Introduced in Feature Pack 3

Overview of the data extract utility

The Data Extract utility is a command-line utility that you can use to extract data from the WebSphere Commerce database into an output file.

The Data Extract utility can be run in the staging and production environments. However, you are recommended to run the utility in an environment that has all of the information for that you need to extract for an object. For example, the staging environment might not have inventory or pricing information for a catalog entry. In this case, run the utility on the production environment.

The Data Extract utility uses the existing Data Load utility framework and follows a similar interaction process:
  1. The configured data reader for the utility reads the data that is to be extracted from the database and returns the data to the business object builder.
  2. The business object builder populates a business object that is based on the data that is passed from the data reader. The business object builder passes the object to the business object mediator.
  3. The business object mediator transforms the business object into a list of map objects that is then passed to the data writer.
  4. The data writer then generates the configured output file and writes the list of CSV or XML objects into the output file.

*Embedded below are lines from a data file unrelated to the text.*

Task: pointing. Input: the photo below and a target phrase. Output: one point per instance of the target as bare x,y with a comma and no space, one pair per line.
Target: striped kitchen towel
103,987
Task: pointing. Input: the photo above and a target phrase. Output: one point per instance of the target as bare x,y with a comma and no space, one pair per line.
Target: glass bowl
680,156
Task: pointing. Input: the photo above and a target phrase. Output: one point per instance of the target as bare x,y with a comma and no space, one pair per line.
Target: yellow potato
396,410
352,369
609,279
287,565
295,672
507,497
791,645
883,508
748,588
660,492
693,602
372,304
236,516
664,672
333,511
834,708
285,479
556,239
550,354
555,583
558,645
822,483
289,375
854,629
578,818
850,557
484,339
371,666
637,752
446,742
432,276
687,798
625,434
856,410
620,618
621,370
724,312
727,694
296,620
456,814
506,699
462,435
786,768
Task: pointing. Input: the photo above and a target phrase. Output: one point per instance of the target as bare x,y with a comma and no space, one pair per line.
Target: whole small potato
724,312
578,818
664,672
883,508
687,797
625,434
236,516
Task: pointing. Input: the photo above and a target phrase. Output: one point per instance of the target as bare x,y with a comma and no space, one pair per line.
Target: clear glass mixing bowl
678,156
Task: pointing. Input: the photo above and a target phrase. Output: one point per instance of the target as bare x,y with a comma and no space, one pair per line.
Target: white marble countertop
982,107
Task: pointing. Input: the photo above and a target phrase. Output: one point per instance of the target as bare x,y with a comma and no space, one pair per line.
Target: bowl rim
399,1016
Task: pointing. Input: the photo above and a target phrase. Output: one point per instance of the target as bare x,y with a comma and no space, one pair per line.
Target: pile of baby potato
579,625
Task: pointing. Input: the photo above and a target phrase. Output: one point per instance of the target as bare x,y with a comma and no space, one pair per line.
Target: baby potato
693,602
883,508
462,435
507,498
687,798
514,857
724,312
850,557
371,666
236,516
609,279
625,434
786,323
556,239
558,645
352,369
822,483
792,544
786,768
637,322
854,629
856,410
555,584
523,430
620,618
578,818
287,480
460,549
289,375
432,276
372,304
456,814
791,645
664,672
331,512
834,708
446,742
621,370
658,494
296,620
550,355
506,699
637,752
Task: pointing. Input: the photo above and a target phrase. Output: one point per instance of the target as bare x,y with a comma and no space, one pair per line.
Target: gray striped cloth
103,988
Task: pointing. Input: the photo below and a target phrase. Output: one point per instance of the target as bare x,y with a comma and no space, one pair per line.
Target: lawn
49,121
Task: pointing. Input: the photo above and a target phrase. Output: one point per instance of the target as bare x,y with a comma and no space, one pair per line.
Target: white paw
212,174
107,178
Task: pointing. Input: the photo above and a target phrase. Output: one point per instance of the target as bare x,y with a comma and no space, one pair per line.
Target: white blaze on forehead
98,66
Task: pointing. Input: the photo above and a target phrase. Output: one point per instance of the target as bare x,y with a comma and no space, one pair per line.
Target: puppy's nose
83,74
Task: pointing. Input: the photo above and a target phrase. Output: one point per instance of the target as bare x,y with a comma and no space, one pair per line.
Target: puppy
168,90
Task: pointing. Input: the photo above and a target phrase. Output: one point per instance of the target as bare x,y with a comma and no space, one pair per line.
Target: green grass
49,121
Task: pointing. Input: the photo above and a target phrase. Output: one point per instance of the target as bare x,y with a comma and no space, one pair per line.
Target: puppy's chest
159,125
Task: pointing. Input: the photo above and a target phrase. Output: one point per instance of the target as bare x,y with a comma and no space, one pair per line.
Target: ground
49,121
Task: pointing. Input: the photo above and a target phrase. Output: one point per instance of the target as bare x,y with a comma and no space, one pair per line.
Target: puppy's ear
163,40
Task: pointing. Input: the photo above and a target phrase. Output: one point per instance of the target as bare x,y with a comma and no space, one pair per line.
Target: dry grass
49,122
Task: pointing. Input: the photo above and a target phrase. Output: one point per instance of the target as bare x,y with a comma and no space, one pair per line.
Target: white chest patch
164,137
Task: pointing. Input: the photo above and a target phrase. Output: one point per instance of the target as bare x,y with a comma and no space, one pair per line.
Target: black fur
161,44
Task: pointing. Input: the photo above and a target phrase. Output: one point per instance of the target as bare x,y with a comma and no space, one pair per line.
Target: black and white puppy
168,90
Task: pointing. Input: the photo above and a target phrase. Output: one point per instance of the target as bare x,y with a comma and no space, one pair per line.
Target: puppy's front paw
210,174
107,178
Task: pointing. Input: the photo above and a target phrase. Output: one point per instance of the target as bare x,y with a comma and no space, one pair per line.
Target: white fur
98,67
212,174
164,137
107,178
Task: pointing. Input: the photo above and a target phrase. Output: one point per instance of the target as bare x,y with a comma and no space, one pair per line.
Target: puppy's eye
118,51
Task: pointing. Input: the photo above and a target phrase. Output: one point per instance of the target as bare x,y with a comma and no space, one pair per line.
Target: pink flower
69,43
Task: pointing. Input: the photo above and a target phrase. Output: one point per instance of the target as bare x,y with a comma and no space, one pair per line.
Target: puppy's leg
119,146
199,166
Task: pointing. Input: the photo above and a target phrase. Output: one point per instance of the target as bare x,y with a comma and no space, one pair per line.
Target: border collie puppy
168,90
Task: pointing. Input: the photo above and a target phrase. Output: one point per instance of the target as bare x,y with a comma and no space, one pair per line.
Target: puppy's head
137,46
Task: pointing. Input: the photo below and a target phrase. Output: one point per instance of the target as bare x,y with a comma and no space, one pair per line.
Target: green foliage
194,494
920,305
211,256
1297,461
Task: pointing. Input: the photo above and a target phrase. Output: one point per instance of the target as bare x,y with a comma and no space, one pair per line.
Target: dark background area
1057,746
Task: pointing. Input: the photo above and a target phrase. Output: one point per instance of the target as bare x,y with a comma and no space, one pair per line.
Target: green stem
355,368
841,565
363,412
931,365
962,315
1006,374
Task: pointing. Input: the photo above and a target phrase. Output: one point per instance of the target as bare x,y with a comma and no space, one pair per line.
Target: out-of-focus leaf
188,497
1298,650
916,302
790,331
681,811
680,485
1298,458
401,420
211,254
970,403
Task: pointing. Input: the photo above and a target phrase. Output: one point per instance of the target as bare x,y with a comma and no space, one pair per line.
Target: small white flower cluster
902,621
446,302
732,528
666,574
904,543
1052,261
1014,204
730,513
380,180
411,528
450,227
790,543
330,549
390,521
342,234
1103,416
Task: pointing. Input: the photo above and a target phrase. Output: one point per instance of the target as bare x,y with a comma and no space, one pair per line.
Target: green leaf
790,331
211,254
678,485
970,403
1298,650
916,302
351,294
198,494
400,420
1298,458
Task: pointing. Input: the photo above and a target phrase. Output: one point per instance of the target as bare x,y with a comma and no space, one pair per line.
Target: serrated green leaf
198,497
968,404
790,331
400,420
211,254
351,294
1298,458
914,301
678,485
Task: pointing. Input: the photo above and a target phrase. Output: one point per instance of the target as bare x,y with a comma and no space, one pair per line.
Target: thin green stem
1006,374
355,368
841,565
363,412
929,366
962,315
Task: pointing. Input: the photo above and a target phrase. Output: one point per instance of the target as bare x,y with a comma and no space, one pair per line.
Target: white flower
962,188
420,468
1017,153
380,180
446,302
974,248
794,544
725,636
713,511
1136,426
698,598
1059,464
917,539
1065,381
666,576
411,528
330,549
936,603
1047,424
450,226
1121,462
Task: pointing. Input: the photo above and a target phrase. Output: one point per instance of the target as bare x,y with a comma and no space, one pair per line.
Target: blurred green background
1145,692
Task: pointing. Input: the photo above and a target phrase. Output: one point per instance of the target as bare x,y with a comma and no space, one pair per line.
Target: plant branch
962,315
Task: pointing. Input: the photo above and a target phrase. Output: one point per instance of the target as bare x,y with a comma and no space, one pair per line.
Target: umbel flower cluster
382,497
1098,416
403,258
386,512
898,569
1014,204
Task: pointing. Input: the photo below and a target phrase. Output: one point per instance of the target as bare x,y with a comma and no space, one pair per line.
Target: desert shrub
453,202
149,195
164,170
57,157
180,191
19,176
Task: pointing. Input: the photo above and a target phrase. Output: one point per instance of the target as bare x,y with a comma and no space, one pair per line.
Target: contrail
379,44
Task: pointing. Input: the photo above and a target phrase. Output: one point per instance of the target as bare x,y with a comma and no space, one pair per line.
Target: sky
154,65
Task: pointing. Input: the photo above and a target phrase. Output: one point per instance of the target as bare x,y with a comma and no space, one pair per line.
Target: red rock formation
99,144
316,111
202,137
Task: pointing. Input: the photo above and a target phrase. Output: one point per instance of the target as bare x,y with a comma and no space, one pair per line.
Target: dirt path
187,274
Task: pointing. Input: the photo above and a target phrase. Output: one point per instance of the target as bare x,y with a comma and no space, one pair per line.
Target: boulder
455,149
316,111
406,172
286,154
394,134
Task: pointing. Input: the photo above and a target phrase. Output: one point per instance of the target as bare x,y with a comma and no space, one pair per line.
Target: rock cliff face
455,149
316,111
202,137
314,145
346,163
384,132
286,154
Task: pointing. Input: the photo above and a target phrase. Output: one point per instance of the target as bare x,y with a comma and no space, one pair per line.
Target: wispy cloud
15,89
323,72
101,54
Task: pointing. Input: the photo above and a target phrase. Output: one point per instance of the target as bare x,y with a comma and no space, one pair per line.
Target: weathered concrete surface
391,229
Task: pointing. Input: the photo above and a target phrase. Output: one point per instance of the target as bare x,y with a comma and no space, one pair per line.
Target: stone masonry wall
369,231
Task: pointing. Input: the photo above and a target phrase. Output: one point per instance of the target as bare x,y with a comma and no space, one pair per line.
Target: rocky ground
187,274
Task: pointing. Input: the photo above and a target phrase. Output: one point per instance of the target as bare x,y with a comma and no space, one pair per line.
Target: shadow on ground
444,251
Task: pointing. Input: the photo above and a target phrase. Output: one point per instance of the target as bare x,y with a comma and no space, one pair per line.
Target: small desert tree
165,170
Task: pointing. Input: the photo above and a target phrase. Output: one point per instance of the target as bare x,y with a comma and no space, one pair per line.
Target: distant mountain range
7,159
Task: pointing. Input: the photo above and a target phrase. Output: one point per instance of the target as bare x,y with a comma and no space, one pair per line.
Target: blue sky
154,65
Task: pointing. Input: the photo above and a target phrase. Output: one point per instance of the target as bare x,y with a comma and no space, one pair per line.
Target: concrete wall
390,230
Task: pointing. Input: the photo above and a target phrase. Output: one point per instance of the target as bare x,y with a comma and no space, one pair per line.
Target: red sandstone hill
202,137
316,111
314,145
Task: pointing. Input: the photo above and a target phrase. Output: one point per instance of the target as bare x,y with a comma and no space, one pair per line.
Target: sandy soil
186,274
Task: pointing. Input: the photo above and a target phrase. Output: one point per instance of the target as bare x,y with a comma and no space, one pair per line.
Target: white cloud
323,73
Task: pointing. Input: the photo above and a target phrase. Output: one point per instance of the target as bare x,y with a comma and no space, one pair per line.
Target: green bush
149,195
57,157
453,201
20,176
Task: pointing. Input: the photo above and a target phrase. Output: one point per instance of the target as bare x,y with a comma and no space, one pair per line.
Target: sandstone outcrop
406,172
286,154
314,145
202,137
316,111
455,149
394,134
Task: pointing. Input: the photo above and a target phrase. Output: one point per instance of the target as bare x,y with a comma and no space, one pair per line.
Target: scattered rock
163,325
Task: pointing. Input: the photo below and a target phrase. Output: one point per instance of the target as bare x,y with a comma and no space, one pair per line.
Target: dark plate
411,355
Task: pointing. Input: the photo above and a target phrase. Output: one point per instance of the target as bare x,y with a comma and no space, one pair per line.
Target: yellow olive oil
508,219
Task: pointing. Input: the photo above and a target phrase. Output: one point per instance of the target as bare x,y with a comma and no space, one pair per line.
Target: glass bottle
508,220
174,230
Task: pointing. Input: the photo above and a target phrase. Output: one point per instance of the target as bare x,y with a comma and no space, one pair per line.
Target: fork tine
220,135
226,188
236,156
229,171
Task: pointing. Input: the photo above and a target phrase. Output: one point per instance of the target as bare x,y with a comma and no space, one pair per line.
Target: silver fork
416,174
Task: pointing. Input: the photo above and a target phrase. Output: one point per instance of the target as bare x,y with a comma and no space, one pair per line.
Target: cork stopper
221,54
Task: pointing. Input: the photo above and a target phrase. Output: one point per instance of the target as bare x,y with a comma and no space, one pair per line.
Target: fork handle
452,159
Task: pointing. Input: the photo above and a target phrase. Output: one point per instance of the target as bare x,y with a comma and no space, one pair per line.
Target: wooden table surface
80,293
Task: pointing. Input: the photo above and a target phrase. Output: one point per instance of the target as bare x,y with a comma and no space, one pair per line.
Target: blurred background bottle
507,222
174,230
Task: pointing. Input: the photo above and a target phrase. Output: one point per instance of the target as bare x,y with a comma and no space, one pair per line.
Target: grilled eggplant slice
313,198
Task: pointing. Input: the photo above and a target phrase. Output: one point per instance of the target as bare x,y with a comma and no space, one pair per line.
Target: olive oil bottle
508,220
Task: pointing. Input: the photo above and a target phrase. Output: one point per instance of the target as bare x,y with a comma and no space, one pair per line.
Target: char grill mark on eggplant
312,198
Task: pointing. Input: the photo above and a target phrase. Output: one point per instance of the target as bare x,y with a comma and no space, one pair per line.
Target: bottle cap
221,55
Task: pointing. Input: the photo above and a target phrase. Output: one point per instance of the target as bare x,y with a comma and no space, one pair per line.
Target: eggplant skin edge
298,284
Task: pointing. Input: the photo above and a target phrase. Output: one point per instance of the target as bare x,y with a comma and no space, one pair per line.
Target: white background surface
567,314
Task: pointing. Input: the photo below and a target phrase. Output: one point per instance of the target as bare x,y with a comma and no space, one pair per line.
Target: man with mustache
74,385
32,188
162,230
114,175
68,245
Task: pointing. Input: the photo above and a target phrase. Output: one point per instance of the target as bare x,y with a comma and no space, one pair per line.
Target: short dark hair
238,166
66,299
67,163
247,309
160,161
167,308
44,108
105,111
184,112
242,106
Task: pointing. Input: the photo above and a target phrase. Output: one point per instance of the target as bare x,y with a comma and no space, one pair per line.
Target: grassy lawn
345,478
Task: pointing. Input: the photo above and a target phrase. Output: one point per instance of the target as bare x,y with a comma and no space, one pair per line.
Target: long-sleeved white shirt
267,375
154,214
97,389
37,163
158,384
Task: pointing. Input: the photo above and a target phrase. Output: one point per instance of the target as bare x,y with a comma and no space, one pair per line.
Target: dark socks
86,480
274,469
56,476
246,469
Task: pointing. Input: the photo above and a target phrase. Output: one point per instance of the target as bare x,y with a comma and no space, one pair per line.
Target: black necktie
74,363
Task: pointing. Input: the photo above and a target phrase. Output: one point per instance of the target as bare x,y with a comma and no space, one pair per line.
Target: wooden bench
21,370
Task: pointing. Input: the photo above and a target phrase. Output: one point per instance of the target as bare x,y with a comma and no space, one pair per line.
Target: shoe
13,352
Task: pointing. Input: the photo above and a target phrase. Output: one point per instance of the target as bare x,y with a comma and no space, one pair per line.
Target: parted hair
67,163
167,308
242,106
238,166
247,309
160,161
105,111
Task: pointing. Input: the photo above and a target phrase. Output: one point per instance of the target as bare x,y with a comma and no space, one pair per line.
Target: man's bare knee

By default, the Data Extract utility supports extracting data only for use with IBM Product Recommendations. When you use this utility to generate Enterprise Product Report (EPR) data for use with IBM Product Recommendations, the extraction process uses a business logic-based extraction. The utility extracts catalog data from your database and generates ECDF and EPCMF files in the correct format to load into IBM Product Recommendations. To generate this data, the configured data reader class uses the catalog service to retrieve data in the catalog business object (noun) format. The business object builder class does not populate any data in this process. Instead, the builder class passes the noun objects from the data reader class to the business object mediator class. The mediator class is then used to extract the data from the business object to build a map object. The data writer then converts the map object into a CSV format and writes the data into the CSV output file.

This approach uses business logic to fetch the data, similar to the behavior of existing web service. This business logic approach is useful when data cannot be directly retrieved from the database. For example, when complicated business logic is needed to compute the data, such as for extracting pricing data that uses price rules. To extract this pricing data, logic is needed to apply the price rules before the catalog entry prices can be determined, extracted, and written to an output file. When complicated business logic is needed, you do not need to reimplement the logic that is used to load or create the data to support extracting the data.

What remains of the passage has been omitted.